AlQuds, LiputanIslam.com – Surat kabar Times of Israel, Ahad (9/12/2018), menilai pernyataan Menteri Luar Negeri (Menlu) Bahrain Khalid bin Ahmed al-Khalifah di halaman Twitter-nya mengenai operasi militer Israel bersandi “Perisai Utara” untuk memberantas terowongan Hizbullah sebagai statemen yang mengejutkan.

Dalam cuitan itu Khalid menyatakan, “Negara jiran Lebanon berhak membasmi ancaman yang dihadapinya.” Negara jiran yang dia maksud tak lain adalah Israel.

Times of Israel mencatat Bahrain dalam daftar negara-negara yang menyokong operasi Perisai Utara, yaitu; Amerika Serikat (AS), Uni Eropa, Jerman, Austria, Kanada dan sejumlah negara lain.

Bahrain tidak menjalin hubungan diplomatik dengan Israel.

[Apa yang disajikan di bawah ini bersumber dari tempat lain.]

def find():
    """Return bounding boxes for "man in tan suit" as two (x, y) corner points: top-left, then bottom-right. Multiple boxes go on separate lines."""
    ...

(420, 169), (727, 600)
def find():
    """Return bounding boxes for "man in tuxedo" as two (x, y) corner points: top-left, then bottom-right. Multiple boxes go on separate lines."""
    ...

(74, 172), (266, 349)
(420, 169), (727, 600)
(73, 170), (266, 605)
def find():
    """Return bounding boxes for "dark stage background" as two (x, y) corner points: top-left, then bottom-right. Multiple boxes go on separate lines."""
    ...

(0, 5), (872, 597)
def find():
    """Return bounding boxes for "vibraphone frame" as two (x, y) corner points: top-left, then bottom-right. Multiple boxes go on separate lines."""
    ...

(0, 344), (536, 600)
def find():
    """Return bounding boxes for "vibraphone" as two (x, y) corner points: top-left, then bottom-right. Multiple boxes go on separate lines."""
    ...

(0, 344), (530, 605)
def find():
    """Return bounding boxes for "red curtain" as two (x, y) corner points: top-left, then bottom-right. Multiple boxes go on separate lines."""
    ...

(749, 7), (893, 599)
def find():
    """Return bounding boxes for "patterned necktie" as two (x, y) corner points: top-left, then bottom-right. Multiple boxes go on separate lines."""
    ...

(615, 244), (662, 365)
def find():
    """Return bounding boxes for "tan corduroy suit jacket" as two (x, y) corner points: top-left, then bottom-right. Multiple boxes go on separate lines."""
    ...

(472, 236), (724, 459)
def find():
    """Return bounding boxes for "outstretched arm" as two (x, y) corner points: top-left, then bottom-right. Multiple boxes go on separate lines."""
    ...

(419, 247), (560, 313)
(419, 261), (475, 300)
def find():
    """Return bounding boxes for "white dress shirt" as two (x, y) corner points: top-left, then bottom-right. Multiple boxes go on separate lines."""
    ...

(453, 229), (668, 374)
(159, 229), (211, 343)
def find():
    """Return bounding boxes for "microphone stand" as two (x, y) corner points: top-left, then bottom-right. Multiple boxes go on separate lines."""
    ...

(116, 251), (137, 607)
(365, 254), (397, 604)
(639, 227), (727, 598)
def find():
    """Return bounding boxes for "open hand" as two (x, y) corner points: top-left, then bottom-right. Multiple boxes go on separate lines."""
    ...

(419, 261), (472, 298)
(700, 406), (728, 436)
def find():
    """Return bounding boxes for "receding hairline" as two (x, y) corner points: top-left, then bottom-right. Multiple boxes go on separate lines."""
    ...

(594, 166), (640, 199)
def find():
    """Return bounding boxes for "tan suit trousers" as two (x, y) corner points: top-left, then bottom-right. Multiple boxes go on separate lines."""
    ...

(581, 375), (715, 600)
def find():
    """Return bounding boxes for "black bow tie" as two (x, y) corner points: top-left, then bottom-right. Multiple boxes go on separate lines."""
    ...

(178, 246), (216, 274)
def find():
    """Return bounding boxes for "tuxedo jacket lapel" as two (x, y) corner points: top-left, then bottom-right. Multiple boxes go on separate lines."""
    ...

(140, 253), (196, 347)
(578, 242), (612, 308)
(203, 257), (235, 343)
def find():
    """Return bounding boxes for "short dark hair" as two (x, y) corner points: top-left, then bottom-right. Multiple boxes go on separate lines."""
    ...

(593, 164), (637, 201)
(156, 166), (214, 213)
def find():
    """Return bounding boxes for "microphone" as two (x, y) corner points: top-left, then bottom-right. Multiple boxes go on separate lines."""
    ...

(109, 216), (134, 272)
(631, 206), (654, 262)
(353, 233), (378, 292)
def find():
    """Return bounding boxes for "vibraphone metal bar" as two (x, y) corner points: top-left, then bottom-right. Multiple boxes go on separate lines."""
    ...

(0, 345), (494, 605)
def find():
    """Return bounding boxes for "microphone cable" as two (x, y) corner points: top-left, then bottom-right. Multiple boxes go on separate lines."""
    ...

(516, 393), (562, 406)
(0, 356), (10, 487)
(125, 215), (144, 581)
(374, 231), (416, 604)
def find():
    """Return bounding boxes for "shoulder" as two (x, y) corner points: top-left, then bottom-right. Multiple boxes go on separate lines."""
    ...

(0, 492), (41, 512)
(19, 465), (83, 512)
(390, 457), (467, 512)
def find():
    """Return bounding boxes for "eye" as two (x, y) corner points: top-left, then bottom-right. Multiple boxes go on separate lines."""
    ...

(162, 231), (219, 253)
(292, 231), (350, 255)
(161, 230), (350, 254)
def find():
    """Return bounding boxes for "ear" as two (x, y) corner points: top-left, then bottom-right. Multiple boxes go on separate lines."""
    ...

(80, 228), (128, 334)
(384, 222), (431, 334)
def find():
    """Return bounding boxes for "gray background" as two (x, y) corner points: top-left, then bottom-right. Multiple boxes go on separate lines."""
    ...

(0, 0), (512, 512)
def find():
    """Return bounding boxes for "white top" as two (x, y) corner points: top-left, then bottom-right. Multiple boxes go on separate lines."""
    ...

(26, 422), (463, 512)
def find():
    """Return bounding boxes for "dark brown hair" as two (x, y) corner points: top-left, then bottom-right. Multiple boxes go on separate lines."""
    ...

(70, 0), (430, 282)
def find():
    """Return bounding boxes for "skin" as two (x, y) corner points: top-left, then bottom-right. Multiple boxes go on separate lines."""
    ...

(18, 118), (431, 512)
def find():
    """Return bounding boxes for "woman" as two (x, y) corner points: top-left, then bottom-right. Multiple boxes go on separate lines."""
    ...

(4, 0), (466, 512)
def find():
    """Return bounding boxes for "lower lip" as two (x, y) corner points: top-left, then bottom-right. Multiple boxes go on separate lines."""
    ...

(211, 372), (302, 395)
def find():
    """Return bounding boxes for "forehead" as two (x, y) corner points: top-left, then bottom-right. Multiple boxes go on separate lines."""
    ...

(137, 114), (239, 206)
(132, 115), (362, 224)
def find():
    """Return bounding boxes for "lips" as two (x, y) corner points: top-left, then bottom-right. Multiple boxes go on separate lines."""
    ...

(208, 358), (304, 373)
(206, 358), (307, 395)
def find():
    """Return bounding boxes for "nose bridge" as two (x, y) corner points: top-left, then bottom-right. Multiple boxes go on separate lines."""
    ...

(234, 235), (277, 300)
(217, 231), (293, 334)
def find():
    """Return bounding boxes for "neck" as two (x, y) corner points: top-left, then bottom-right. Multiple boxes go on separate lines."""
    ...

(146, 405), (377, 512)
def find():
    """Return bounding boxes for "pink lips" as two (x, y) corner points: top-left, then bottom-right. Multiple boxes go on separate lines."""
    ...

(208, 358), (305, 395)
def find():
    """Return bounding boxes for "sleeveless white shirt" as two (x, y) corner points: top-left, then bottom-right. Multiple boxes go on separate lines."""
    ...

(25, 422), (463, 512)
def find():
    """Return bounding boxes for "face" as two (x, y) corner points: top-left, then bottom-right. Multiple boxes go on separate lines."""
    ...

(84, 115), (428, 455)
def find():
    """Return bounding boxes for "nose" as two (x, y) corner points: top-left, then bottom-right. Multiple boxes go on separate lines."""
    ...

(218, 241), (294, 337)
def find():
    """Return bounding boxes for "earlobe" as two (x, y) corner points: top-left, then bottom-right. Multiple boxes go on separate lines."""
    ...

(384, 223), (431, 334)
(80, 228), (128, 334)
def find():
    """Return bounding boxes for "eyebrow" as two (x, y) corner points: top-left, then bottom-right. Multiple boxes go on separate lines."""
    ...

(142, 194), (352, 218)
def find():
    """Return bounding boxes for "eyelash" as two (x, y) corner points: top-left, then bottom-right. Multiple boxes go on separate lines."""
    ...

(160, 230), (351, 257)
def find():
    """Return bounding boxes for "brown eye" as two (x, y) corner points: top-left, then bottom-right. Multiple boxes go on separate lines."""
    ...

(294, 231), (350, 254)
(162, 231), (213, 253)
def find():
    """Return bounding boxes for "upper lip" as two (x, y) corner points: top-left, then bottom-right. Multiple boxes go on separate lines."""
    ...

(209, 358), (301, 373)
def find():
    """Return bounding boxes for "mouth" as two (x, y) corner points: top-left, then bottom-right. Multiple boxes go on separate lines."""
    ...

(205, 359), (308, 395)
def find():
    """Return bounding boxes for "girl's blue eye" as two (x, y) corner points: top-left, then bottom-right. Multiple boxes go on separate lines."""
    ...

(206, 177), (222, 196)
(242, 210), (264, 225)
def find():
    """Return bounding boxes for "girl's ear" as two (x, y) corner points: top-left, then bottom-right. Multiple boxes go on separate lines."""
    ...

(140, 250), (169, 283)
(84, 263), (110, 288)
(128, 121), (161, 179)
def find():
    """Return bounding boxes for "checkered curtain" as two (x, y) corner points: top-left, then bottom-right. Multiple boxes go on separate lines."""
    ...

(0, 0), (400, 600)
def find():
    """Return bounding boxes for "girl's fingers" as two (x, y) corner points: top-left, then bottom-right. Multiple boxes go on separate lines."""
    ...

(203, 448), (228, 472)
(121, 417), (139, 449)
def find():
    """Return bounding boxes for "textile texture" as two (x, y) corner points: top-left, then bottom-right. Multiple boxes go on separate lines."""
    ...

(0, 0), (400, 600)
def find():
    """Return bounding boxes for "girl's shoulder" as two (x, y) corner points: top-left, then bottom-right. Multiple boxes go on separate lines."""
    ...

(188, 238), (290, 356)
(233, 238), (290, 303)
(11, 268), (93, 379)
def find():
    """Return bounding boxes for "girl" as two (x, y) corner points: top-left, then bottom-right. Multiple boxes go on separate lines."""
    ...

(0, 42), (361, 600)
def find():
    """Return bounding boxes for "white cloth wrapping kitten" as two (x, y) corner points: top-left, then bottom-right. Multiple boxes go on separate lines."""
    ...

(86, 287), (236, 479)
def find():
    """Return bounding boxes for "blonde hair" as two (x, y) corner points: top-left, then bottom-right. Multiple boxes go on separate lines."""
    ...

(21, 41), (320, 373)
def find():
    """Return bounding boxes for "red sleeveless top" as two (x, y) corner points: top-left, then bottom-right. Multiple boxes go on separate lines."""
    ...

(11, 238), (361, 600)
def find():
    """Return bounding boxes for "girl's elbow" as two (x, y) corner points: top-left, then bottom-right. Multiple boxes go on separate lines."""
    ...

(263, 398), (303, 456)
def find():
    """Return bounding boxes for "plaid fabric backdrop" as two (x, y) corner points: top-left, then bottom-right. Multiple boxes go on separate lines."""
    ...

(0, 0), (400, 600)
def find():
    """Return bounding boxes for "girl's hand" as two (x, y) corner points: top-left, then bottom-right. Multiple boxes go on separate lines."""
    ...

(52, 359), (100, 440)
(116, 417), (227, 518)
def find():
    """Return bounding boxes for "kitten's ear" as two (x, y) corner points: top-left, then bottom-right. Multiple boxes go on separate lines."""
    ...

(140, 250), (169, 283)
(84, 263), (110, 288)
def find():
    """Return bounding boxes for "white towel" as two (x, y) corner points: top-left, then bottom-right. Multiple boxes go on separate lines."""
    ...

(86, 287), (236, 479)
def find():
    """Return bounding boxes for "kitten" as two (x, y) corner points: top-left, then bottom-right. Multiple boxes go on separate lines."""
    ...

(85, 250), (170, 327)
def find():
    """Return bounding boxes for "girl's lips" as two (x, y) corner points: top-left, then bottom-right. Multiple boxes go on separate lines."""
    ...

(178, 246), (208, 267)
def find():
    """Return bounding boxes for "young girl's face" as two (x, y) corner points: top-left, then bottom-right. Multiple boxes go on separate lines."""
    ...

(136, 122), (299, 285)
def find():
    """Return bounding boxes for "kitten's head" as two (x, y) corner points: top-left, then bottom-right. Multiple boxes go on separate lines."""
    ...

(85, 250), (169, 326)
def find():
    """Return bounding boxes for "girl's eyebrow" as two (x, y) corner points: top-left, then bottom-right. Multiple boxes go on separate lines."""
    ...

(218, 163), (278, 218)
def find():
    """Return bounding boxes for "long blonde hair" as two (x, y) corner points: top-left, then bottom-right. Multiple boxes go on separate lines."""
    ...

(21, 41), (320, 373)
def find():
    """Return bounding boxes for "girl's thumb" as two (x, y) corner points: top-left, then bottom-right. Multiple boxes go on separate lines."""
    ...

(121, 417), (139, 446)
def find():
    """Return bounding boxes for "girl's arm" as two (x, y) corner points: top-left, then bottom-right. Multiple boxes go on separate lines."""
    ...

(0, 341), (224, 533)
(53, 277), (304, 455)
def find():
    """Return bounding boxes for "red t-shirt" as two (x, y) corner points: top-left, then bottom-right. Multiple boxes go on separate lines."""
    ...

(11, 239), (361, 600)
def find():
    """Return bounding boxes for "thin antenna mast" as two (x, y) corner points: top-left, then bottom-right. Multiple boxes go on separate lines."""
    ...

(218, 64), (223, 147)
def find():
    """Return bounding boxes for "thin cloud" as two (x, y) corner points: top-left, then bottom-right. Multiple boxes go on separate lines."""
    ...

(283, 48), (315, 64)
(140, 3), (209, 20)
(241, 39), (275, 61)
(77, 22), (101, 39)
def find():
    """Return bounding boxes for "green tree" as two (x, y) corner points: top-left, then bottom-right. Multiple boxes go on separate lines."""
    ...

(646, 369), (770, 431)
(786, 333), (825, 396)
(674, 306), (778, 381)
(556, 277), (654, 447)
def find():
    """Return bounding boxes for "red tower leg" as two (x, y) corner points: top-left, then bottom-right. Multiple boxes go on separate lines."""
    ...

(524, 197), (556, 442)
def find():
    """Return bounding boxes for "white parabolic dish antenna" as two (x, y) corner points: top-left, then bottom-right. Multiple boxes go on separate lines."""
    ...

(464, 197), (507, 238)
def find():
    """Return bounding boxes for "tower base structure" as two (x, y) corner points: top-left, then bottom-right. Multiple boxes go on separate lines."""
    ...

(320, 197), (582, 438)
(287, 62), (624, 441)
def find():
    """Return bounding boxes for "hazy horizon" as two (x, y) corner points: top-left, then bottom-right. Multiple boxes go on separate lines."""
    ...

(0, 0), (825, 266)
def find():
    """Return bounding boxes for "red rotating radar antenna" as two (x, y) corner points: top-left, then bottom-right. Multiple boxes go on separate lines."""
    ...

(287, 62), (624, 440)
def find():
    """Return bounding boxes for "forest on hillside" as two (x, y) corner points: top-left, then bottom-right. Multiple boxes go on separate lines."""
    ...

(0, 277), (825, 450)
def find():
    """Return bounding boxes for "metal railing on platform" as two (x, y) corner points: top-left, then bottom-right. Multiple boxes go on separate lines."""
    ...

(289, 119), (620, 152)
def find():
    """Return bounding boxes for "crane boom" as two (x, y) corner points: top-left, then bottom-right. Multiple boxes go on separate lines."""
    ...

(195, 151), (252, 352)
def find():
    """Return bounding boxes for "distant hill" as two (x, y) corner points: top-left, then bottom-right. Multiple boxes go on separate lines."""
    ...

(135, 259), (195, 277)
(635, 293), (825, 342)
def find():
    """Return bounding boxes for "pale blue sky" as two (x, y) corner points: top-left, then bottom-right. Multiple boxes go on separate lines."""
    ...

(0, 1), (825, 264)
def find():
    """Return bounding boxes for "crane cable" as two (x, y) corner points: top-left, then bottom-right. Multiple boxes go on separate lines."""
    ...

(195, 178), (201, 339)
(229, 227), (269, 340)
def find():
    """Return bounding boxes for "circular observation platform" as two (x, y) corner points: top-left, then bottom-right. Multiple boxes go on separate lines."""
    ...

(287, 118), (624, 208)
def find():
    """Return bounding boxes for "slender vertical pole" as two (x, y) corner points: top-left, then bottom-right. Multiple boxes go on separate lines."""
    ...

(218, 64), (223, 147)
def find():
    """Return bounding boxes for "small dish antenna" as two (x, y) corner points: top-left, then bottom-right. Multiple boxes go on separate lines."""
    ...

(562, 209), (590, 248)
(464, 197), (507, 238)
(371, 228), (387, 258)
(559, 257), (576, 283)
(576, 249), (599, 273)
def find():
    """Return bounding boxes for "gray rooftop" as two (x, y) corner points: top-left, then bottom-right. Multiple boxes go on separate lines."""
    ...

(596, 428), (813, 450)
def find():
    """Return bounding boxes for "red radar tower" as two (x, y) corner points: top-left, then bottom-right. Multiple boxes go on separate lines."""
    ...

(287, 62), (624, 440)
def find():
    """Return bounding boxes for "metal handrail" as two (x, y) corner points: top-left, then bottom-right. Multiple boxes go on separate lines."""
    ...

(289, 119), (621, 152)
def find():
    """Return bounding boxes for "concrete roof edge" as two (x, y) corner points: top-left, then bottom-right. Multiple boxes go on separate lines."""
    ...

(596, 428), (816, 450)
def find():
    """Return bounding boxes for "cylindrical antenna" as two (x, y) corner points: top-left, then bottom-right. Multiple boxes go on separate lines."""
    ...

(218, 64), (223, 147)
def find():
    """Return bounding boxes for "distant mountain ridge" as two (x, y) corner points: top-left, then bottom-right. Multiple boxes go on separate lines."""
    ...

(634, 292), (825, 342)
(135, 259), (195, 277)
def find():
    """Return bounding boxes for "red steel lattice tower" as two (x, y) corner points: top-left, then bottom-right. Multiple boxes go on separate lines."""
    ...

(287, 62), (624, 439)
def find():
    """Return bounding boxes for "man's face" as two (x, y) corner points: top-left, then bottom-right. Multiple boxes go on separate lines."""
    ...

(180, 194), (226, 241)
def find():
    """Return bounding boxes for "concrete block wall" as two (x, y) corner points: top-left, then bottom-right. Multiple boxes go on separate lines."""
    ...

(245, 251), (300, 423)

Namun, menurut Times of Israel, rezim Bahrain menjalin hubungan erat secara rahasia dengan Israel, dan pada tahun 2016 Bahrain mencantumkan nama Hizbullah dalam daftar teroris.

Belum lama ini Menlu Bahrain dalam pernyataannya kepada surat kabar Asharq al-Awsat membantah adanya rencana kunjungan Perdana Menteri Israel Benjamin Netanyahu ke Manama, ibu kota Bahrain.

“Kalau ini terjadi maka kami tak akan ragu untuk mengumumkannya,” ujar Khalid bin Ahmed al-Khalifah.

Dia kemudian menyebutkan bahwa tak ada kendala apapun bagi pemerintah Bahrain untuk kunjungan para pejabat Israel.

“Jika ada tujuan tertentu dan ada sesuatu hendak diwujudkan dan padanya terdapat dimensi yang besar dan strategis maka kami tidak memiliki kendala apapun dalam hal ini,” ujarnya.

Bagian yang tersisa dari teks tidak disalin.